Alors que les dispositifs de financement achètent des soins de santé pour le compte des individus et de la population, les recettes utilisées pour financer ces dépenses peuvent provenir de plusieurs sources différentes. La plupart du financement des régimes publics provient des recettes de l’administration publique (par exemple, les impôts), lesquelles sont affectées par le biais du processus budgétaire. L’État contribue aussi parfois à l’assurance maladie sociale, en prenant à sa charge les cotisations de certaines catégories de population ou en allouant une part du budget général aux caisses d’assurance. Les particuliers peuvent souscrire une assurance maladie privée, mais une partie de leur prime peut être prise en charge par leur employeur ou subventionnée par l’État. Les individus financent également les soins directement, en utilisant les revenus du ménage pour payer l’intégralité des services, ou dans le cadre d’un accord de partage des coûts.
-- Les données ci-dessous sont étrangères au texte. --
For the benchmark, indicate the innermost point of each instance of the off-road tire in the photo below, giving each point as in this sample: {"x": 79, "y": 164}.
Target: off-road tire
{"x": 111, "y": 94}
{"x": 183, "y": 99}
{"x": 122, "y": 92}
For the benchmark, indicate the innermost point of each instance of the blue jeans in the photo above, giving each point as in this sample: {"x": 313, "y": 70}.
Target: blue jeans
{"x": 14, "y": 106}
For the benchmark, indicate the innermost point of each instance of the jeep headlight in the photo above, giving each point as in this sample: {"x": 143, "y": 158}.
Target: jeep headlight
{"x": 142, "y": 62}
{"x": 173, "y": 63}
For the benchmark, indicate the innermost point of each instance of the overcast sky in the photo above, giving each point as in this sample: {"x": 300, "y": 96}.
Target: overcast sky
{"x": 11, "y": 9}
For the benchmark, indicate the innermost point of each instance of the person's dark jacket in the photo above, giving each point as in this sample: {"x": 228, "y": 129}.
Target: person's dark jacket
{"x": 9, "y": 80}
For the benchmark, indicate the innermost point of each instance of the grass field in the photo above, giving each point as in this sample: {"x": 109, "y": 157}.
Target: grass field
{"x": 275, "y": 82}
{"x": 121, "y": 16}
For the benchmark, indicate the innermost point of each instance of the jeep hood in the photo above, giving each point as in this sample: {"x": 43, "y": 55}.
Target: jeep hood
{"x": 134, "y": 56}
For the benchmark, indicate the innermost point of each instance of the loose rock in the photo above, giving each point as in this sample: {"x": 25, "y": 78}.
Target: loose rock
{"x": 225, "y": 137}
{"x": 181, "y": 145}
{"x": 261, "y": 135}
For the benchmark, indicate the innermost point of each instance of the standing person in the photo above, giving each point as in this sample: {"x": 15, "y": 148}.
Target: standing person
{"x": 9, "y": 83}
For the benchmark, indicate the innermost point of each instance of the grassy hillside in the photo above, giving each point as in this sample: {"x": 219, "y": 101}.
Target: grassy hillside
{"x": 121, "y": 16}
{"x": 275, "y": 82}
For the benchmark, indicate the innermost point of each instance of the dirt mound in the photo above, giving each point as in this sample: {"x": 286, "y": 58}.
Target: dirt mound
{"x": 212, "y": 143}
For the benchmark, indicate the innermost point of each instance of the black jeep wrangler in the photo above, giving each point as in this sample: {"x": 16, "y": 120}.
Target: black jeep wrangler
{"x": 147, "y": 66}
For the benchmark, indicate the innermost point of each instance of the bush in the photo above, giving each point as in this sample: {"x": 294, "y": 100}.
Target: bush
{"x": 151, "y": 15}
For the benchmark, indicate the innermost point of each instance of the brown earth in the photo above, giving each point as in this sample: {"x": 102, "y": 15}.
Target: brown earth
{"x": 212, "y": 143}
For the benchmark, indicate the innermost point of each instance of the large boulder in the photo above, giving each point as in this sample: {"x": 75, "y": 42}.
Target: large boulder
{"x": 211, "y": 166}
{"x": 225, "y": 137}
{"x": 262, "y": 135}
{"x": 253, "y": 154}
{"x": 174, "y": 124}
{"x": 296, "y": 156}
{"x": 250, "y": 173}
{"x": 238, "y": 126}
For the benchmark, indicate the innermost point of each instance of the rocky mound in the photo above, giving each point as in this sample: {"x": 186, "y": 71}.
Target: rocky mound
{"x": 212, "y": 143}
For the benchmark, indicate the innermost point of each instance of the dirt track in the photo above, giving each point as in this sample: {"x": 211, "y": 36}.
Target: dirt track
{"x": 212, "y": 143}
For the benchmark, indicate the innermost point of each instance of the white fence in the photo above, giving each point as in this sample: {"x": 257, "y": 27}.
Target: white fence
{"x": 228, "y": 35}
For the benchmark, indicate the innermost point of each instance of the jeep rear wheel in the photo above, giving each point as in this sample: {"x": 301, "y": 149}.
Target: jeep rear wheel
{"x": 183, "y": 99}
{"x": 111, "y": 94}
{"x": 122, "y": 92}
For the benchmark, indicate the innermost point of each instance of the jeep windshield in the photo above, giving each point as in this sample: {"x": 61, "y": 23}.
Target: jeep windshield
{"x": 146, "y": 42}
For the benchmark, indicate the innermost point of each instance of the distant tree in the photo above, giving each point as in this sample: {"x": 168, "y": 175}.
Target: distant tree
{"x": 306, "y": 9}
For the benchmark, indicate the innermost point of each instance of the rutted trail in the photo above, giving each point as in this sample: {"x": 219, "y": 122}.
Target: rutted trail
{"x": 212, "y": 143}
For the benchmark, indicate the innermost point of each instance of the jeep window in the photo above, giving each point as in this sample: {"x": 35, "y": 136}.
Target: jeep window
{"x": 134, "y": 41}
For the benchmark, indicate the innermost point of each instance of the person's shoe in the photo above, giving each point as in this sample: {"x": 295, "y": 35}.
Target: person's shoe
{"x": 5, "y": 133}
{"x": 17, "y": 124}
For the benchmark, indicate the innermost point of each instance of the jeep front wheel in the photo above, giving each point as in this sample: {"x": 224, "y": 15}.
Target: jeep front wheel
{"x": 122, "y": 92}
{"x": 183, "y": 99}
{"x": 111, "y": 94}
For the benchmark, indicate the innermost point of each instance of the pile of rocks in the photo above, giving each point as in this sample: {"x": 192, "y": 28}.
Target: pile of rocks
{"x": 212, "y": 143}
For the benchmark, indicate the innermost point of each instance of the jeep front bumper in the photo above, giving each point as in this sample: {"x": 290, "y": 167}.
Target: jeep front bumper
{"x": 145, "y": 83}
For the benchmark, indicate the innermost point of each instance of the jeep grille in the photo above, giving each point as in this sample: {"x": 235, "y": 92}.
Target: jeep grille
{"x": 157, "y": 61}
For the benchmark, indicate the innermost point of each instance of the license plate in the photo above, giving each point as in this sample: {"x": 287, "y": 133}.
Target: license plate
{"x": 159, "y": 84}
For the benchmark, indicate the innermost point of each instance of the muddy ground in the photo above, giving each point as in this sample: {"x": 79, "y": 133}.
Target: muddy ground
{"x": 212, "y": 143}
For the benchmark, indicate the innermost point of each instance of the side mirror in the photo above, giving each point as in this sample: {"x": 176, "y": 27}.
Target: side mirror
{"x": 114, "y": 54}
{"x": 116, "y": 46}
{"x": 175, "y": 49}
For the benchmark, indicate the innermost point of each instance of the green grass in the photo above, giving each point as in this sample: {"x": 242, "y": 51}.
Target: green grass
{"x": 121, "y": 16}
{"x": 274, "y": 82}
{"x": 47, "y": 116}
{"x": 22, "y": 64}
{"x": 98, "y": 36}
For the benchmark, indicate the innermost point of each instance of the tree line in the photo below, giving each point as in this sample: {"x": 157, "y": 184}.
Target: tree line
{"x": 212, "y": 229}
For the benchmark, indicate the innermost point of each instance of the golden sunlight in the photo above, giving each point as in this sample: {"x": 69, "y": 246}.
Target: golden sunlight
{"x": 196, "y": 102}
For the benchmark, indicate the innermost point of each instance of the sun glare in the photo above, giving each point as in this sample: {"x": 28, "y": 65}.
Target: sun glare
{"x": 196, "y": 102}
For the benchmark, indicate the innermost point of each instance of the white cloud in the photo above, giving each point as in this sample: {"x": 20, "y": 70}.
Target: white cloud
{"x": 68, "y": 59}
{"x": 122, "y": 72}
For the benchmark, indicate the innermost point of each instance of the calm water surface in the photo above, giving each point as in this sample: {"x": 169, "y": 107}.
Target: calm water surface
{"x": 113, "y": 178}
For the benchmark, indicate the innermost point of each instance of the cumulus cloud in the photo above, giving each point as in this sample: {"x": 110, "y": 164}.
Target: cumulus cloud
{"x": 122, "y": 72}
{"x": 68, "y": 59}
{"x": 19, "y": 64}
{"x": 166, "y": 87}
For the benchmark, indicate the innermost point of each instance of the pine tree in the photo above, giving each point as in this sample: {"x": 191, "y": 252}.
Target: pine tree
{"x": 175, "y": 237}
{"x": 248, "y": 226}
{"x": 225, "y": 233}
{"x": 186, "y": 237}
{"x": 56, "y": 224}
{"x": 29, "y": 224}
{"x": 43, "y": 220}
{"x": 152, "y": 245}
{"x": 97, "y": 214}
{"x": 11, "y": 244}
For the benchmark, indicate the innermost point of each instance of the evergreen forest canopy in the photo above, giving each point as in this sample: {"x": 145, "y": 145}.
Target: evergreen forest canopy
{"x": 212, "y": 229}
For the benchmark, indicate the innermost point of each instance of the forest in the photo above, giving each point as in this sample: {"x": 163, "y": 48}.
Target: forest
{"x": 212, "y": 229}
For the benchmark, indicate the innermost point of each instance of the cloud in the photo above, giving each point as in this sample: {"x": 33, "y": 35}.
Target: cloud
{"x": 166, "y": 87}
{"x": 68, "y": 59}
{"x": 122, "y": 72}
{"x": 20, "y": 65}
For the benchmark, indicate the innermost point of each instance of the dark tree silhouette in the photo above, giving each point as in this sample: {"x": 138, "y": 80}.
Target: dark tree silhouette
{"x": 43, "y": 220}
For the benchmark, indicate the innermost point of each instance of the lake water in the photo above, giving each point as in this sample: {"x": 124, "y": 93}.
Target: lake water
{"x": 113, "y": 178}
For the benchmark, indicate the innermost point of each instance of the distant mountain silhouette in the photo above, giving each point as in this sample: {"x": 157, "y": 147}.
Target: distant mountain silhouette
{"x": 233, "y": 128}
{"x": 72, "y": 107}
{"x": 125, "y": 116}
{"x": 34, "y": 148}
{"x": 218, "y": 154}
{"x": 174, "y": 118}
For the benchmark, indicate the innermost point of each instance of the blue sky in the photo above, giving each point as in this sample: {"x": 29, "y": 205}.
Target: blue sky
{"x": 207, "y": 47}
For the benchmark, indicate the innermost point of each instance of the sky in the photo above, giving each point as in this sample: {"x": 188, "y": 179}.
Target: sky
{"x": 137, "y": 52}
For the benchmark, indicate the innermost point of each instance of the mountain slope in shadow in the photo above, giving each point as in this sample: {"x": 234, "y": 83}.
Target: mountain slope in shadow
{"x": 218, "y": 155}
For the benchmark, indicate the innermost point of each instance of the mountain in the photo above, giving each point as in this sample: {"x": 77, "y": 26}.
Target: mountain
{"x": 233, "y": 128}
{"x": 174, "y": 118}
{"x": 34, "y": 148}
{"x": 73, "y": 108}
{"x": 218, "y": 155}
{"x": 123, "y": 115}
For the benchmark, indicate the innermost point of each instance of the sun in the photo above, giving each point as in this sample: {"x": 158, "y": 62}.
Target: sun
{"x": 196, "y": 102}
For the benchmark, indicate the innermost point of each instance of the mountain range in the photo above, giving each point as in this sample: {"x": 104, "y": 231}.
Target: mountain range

D’autres dispositifs de financement de la santé (par exemple, les dispositifs à but non lucratif ou d’entreprise) peuvent recevoir des dons ou générer des recettes à partir d’investissements ou d’autres opérations commerciales. Enfin, les recettes peuvent provenir de sources non résidentielles.
Le financement public regroupe l’ensemble des transferts publics et de toutes les cotisations sociales. En 2023, les sources publiques ont financé en moyenne 72 % des dépenses de santé dans les pays de l’OCDE (Graphique 7.11). Dans les pays où les dispositifs de financement public constituent le principal mécanisme de financement (Norvège et Suède notamment), les transferts publics financent 85 % ou plus des dépenses de santé. Dans d’autres pays, comme le Costa Rica, la Pologne et l’Allemagne, la majeure partie des financements publics provient des cotisations d’assurance sociale à la charge des employeurs et des salariés, qui ont financé près des deux tiers des dépenses de santé en 2023. Dans certains pays, on observe un décalage entre les financements publics d’un côté, et les dépenses des régimes publics et des régimes d’assurance obligatoire de l’autre. Si les dépenses publiques et obligatoires représentaient respectivement 83 % de l’ensemble des dépenses de santé aux États-Unis et 68 % en Suisse, les parts correspondantes des financements publics s’élevaient seulement à 54 et 33 %. Cet écart tient au rôle important que jouent les régimes d’assurance privée obligatoire, qui ne relèvent pas des dépenses publiques dans ces pays.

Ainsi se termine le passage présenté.